(4) 喪失の送り火

 僕らにとっては本当に不思議だったけど、遠征隊の皆は死んだ仲間を屋敷の庭園で火葬した後、燃え盛る棺を囲んで宴を開くことになった。


 どうやらそれが彼ら流の死者へのはなむけらしい。常に死地にいる彼らはいつまでも死んだ仲間の為に悲しんではいられない。冒険者にとって理由がなんであれ、立ち止まるということは死を意味する。だから仲間の死すら糧として、彼らは前に進むことを炎に誓うのだ。


 それがアルヴィン達冒険者の掟。そうであることは彼らが弔いの後、自然に宴を開こうとしたことから分かる。だけど……

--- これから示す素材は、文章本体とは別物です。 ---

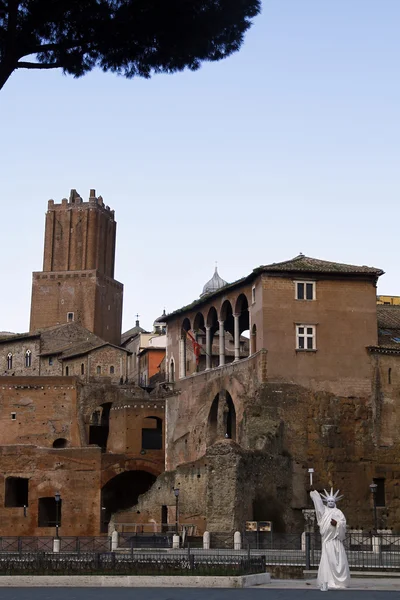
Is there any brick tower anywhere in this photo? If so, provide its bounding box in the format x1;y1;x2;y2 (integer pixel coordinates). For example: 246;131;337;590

 僕には彼らの輪の中に入る資格はない。あの哀しくも穏やかに歓談する中に混ざって、陽気に振る舞うことなど許されない。なぜなら僕は、彼らの仲間を殺したも同然なのだから……。


 今になって悔いる。どうして僕はあの人形を拾おうなどとしたのだろう。あれがトラップのトリガーであることなど、入隊したばかりの新兵だって分かることなのに。


 軍務経験者が聞いて呆れる。僕は結局、上官の命令を聞くしか能のないただの肉人形だった。アルヴィン達が必死に戦っていた時、僕はあの部屋で一体何をしていた? 部屋の隅でブルブルと震えて蹲って、亡霊レイスに見つからないよう必死に息を殺していたじゃないか。自分だけ生き残る確率を上げて、仲間が懸命に戦っている中ひとり逃げたのだ。

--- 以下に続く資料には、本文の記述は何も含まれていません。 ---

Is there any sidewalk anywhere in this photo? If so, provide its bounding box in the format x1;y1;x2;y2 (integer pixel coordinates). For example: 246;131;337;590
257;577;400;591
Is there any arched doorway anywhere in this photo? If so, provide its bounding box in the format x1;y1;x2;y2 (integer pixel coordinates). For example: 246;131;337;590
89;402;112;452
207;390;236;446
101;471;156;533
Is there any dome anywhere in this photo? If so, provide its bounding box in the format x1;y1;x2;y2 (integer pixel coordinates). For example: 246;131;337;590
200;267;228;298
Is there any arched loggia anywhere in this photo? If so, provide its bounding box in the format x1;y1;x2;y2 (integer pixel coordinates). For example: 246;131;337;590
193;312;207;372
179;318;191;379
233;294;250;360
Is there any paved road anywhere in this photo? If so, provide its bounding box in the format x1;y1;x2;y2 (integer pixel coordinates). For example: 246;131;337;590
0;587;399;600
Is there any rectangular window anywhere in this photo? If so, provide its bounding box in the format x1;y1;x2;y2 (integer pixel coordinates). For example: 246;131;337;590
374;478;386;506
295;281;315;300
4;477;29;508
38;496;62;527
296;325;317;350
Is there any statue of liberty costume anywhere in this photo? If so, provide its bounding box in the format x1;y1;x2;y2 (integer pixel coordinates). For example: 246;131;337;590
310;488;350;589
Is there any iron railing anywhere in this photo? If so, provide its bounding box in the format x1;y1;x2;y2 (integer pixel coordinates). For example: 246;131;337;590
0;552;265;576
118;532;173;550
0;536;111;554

 本当はあのとき僕は、自分の命を投げ出してでも戦うべきだった。たとえそれによって死んだとしても、こんな惨めな気持ちになるくらいなら遥かにマシだった。


 ……ユーリカに会いたい。


 もう一度彼女に慰めてもらいたい。たとえアルヴィン達が許さなくても、彼女に許されるならばそれでいい。僕にとってはユーリカが全てだ。ユーリカが隣にいてくれるなら耐えられる。


 明日にも僕らはこのキャンプを出ていこう。彼らだって僕のことには触れたくないはずだ。荷馬車は使えず徒歩になるけど、ここで仲間たちの冷たい視線に晒され続けるよりはよっぽどいい。開き直ったと言われてもいい。僕はもう一度、ここから逃げ出すことで心の平穏を得たかった。


(ユーリカ……)


 僕はキャンプ内にいるはずのユーリカを眼で探す。

 だけどどこにもいる様子がない。なぜだろう。ユーリカは少し前に仕事があると言ったきり、それから姿が全く見えない。今は探索の仕事も全て中断されている。あるとしても生活に関わる簡単なものだけなはずだ。もう僕の元に戻ってきてもいい頃合いなのだが……。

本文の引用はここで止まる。